Published 8 June 2018
The second AARC project (AARC2) has been running for one year and has produced many outputs in line with its agreed strategy. AARC has established a de facto authentication and authorisation infrastructure (AAI) standard for research and education. By following the AARC Blueprint Architecture and policy models, R&E communities can now deploy AAIs that will inter-operate, allowing them to provide their users with federated access to resources that are provided by multiple research- and e-infrastructures. And the project team offers consultancy and support for R&E communities to guide them during the implementation phase.
With just one more AARC year to come, it is time to assess what has been accomplished and what should happen in the final year of the project.
The key mid-term AARC2 achievements are summarised in a new leaflet:
- 9 pilots to help research and education communities deploy an AARC-compliant AAI that meets their needs
- 6 sets of guidelines to help research infrastructures deploy AARC-compliant authentication and authorisation infrastructures (AAI) and policy best practices
- 4 training events for research and education communities and service providers, with tools, materials.
- engagement opportunities for research communities and for infrastructures
- a new blueprint architecture (imminent).
The EC project review on 26-27 June will review all achievements in more details and provide inputs for the final year of AARC activities.
Achievements in more detail
Several pilots with research communites
The current AARC project focuses much more (than AARC1) on supporting research communities to deploy an authentication and authorisation infrastructure to manage their internal resources in a way that follows the AARC blueprint architecture (BPA).
The AARC BPA defines a reference architecture for authentication and authorisation infrastructures (AAI) that best fits the needs of international research collaborations.

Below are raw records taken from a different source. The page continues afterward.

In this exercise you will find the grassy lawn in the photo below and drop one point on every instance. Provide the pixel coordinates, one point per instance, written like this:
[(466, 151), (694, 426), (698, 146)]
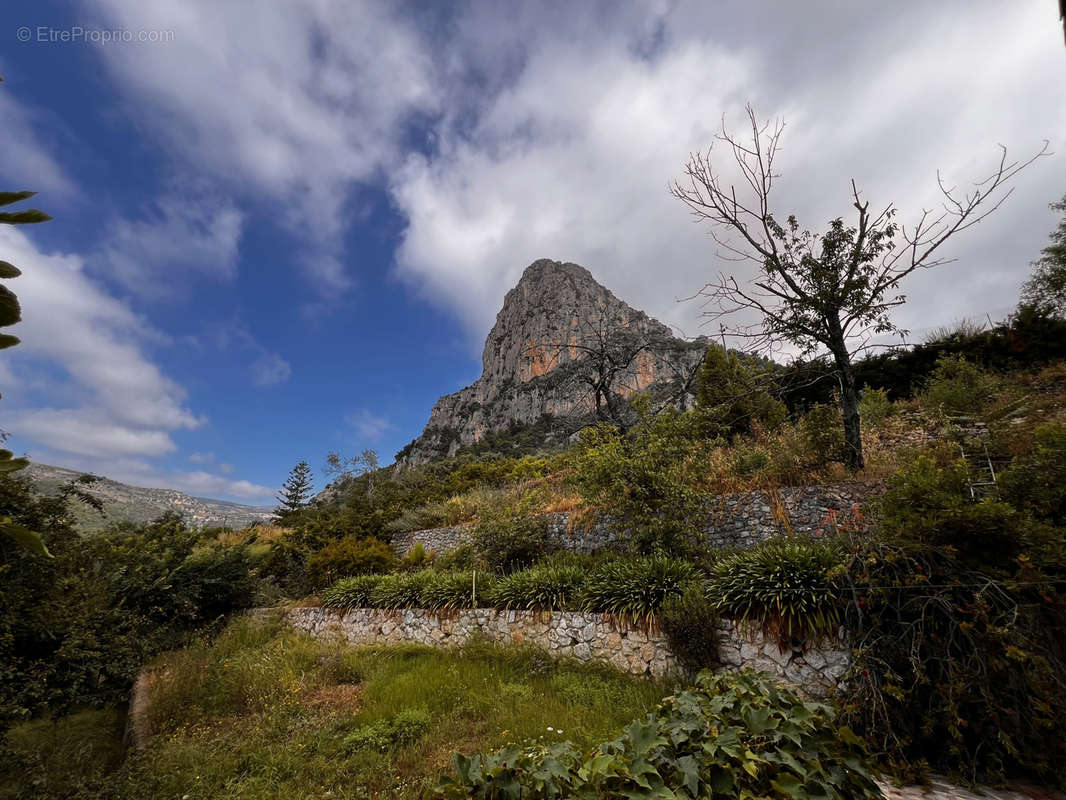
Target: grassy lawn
[(265, 713)]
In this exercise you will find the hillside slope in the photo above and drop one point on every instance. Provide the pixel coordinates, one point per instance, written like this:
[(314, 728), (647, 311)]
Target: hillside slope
[(141, 505)]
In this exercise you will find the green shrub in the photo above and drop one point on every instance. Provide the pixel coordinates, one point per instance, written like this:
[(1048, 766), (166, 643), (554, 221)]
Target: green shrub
[(954, 668), (784, 586), (732, 735), (930, 506), (733, 394), (458, 590), (823, 432), (349, 593), (634, 589), (874, 406), (350, 556), (1036, 482), (506, 540), (958, 386), (458, 559), (539, 588), (401, 590), (691, 624), (638, 479), (388, 733), (747, 461)]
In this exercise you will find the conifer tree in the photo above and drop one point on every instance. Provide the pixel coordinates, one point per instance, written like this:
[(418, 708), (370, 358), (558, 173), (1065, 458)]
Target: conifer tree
[(1046, 290), (295, 492)]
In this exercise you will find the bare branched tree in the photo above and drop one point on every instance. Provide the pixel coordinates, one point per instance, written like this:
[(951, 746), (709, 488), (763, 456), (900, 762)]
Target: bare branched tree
[(820, 292)]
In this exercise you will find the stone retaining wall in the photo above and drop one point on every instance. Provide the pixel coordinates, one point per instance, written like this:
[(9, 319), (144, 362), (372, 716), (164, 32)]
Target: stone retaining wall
[(733, 521), (567, 634)]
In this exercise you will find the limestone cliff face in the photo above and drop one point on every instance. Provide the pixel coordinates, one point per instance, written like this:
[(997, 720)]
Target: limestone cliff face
[(556, 336)]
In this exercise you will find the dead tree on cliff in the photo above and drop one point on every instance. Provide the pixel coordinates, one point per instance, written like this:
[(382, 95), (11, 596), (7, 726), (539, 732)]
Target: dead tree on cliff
[(829, 291)]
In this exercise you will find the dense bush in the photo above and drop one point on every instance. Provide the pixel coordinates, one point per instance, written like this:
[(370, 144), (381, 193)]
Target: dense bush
[(542, 588), (76, 629), (633, 590), (958, 633), (506, 540), (732, 735), (784, 586), (733, 395), (930, 506), (874, 406), (691, 624), (823, 432), (1027, 340), (350, 556), (349, 593), (1036, 482), (638, 479), (958, 386)]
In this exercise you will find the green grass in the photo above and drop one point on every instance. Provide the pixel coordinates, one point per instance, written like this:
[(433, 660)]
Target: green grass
[(265, 713)]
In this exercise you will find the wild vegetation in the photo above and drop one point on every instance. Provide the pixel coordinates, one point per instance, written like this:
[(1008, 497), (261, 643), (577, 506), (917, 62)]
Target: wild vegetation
[(260, 712), (949, 590)]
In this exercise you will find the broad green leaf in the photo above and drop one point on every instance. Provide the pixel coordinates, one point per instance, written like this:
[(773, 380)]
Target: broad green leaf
[(25, 537)]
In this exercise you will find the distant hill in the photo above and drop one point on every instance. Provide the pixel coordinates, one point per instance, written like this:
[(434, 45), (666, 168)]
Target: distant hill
[(141, 505)]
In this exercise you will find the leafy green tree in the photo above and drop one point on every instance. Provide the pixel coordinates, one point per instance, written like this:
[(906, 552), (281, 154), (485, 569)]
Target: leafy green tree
[(636, 479), (820, 292), (1046, 289), (732, 395), (295, 492)]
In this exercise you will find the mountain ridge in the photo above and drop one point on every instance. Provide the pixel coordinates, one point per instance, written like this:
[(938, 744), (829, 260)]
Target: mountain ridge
[(563, 349), (126, 502)]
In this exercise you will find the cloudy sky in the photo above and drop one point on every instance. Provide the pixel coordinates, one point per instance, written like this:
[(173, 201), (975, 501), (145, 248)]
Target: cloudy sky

AARC works directly with research collaborations and guides them during the AAI design and implementation phases. There are 8 ongoing pilots in AARC in different phases. Find out more about the pilots, in the AARC Pilot Report.
New BPA to be released
While the current version of the BPA provides a blueprint for implementing an AAI, the next version of the AARC blueprint architecture focuses on cross-AAI interoperability aspects. It addresses an increasing number of use cases from research communities requiring access to federated resources that are offered by different infrastructure providers. Work has been undertaken to elaborate more assurance and authorisation aspects. With the aim to facilitate the deployment of the BPA, AARC produced 6 guidelines that cover both policy and technical aspects. Two of these have been endorsed by AEGIS (AARC Engagement Group for Infrastructures). The guidelines are a key instrument in AARC that address AAI implementers and operators. The AARC guidelines are published on Zenodo with unique codes for future reference.
Policies made easier
Although everybody would agree that policy aspects are very important, in practice policy is often the last item on the list. AARC is providing guidelines and frameworks that can be of immediate use for the research collaborations. The first version of a Policy Development Kit (PDK) was presented in April 2018. The PDK supports the smooth adoption of Snctfi – the ‘Scalable Negotiator for a Community Trust Framework in Federated Infrastructures’. The team also:
- produced a report on high-assurance requirements (MNA3.5);
- tested the incident response model defined in AARC1 (MNA3,3);
- reported on an assessment of privacy regulations on [accounting] data needed by service operators and e- and research-infrastructures (DNA3.1);
- studied the different Acceptable User Policies used to date by research- and e-infrastructures with the aim to define a general template.
Collaboration with other groups, outreach and training
AARC works with the GN4-3 project on OIDC complementary aspects. AARC also sponsors relevant work undertaken in FIM4R and REFEDS. In REFEDS, AARC contributed effort to the Assurance and Sirtfi working groups. AARC’s support enabled some research communities to engage in FIM4R and contribute to revision of the FIM4R white paper, which was originally published in 2012. The new version, which is about to be published, reviews the initial set of requirements from the FIM4R community and how they have been met by identity federations and eduGAIN. The new requirements will be taken as input to refine AARC plans for its final year.
The training team has been busy; they provided four training events during year one of AARC2: two on OIDC, one for the life science community and one for the EPOS earth science community. The training team welcomes any enquiries about potential training opportunities.